Basements: music to fight hypocrisy

Wild Animals

Ref: BC.293
Release date : 20 mayo, 2016
Format: LP

When Built to Spill speak of those ‘broken chairs’ that your body gets used to, from which we adopt a critical posture where everything bad in the world is everyone else’s fault, the music sector always points towards the venues, bookers, labels, formats, media platforms, bands or even the publics free will; Wild Animals cut the crap and answer with action. It’s almost as if they say: “You’re the problem”. Its impossible to not fall for both their ethics and their ‘image’ –understood due to the array of music references involved-. Both born from ’90 indie culture, hardcore combustion and a dominant and vital need to perform, spread the word, expand the sound and keep this action network, so consciously woven underground, where the city sewages sanitise culture, alive.

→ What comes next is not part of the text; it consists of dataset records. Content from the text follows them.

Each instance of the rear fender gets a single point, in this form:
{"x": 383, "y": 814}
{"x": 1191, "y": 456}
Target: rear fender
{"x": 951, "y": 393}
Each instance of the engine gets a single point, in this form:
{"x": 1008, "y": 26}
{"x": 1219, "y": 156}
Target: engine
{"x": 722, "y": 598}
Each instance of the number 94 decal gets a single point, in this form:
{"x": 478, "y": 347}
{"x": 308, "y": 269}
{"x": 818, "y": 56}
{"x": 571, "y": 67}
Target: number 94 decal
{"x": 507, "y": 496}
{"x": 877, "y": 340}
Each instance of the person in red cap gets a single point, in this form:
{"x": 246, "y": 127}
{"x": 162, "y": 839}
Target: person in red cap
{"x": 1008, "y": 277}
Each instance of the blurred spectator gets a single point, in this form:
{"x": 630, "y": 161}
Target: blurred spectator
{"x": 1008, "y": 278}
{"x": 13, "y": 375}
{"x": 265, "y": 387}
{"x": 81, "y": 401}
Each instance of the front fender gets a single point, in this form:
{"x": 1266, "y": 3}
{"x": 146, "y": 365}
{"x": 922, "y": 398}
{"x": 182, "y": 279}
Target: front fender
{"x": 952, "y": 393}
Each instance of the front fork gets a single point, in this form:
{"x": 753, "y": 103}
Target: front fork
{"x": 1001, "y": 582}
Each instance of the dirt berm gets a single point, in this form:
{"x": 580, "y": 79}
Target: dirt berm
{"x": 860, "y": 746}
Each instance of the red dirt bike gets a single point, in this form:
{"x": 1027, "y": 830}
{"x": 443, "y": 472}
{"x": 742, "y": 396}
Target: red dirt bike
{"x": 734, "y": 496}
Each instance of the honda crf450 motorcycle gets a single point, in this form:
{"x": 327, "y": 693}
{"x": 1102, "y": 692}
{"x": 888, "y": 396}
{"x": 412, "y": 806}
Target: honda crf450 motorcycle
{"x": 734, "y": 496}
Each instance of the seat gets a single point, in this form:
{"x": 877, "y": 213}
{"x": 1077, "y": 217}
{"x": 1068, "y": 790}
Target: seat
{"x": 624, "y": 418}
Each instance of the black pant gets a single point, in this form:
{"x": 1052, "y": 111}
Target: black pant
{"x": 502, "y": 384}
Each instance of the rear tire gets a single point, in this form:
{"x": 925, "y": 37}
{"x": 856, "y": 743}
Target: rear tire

Just a year after First Songs EP, Wild Animals wield their debut under the title Basements: Music to fight hypocrisy. The album nods towards Warehouse: Songs and stories (1986) by Hüsker Dü and is based on “what basements mean to us, basements, squats, houses or self-managed venues with DIY spirit, where people talk with honesty and do everything with passion.” It’s when going to any of these associations when the idea that once seemed utopic on paper, suddenly becomes an accurate picture of reality. To declare their love for basements is to dedicate their work to musical freedom, to alienate their values from the markets hypocrisy. Those that know Fon, Paula and Jamie, know that this statement is not only found in their lyrics, but also in their attitude. They manage the labels We Are The Daughters and La Agonía de Vivir and have been members of bands like Enoch Ardon, Allfits, Notes to myself and Jamie 4 President, to just mention a few. They are so committed that you can’t help ask yourself “What would have happened if you hadn’t started playing an instrument or listening to music? Jamie used to play football but gave it up. We used to have a good laugh imagining him as multimillionaire Madrid player.”

Whatever the story, we would have also missed out on this new punk rock and power pop journey, chiselled by Santi and Víctor García at Estudios Ultramarinos (giving the bands already perfect songs, a sound full of detail). This is an album where you’ll find the origins of a passion (“Heavy Metal Saved My Life”), a change of scenery “Wave Goodbye Coastline”, a moving radiography of a love story (“Logic Makes No Sense”), socio political views in “Guilty” and “The Empire Strikes Back” or the TV series crossword “Television Blows”. There’s also an emotional anecdote of three people torn wide open. Maybe when they were singing, “tomorrow’s friends, tonight we’re only strangers” in “Avocado” –referring to their European tours-, they already knew that the listeners’ answer to this album would be: a total crush on their music and life.